The Illuminated Books of William Blake

Astounding blue, red, orange and yellow front page of The Marriage of Heaven and Hell. Bodies float upward with angels. A man and a woman embrace naked inside a fire.
Front of The Marriage of Heaven and Hell

Did you see trees full of angels today? Did Moses sit next to you while painting? Did a Flea whisper to you that fleas everywhere are the souls of bloodthirsty men?

There’s really no other way to imagine being William Blake, one of the world’s great poets, than to step inside his fully realized visions. Considered absolutely insane in his era — Songs of Innocence and Experience sold only 30 copies — Blake created a whole personal mythology and wrote epics intended to be a new scripture of his universalist ideas. Trained as an engraver, printer, and artist, Blake’s poetry is literally inseparable from his art — he engraved, colored, wrote, and printed each volume in his own home.
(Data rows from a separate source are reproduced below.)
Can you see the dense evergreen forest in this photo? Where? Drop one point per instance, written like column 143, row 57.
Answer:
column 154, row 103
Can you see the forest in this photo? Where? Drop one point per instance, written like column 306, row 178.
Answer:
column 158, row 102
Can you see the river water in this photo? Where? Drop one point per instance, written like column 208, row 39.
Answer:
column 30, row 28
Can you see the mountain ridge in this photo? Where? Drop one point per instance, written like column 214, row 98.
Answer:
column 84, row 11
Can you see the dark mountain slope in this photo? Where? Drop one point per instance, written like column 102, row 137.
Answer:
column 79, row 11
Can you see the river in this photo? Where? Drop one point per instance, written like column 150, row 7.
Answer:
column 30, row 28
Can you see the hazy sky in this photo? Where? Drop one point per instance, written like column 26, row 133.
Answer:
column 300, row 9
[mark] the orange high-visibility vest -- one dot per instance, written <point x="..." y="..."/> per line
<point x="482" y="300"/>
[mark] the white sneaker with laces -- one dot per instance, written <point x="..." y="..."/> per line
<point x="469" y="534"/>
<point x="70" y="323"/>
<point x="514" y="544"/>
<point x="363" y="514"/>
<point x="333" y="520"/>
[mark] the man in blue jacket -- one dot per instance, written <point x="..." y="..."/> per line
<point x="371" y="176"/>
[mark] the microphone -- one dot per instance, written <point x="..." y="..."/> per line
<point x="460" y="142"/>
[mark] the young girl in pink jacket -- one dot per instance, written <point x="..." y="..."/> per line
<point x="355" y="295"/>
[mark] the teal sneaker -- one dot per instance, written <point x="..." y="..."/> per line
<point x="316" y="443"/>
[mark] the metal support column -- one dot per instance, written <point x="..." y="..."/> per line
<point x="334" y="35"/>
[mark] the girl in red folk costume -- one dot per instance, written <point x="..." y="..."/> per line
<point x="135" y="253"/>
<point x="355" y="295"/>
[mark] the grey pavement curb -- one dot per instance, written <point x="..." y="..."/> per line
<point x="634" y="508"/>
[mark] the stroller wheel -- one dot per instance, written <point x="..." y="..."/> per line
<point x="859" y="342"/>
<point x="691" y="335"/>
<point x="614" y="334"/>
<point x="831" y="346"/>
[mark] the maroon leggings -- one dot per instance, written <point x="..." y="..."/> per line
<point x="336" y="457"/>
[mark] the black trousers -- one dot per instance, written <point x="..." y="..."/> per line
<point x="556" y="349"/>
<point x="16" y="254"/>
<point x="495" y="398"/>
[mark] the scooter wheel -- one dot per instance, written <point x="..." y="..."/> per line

When you come up to SCUA (4th Floor of Parks Library, M-Th 9-5), you can look at old renditions of Blake’s works as they were meant to be seen. Take out Jerusalem, Blake’s self-acknowledged masterpiece and see the unbelievable art together with his own personal Book of Revelation. Or look at the source of many famous proverbs in English (“The road of excess leads to the palace of wisdom.”) in The Marriage of Heaven and Hell with bodies floating in fire around you. Rather than the dry black and white print of most Blake books, seeing them as they originally were is like having your face shoved in a rainbow.

Maybe you’ll walk away seeing angels.

Skeleton on fire sits with a biblical man. Part of The Marriage of Heaven and Hell with some text visible:

In harrowing fear rolling round
His nervous brain shot branches
Round the branches of his heart. . .
From The Marriage of Heaven and Hell
Title page of Songs of Innocence with green leafy letters and a mother reading to children by a tree.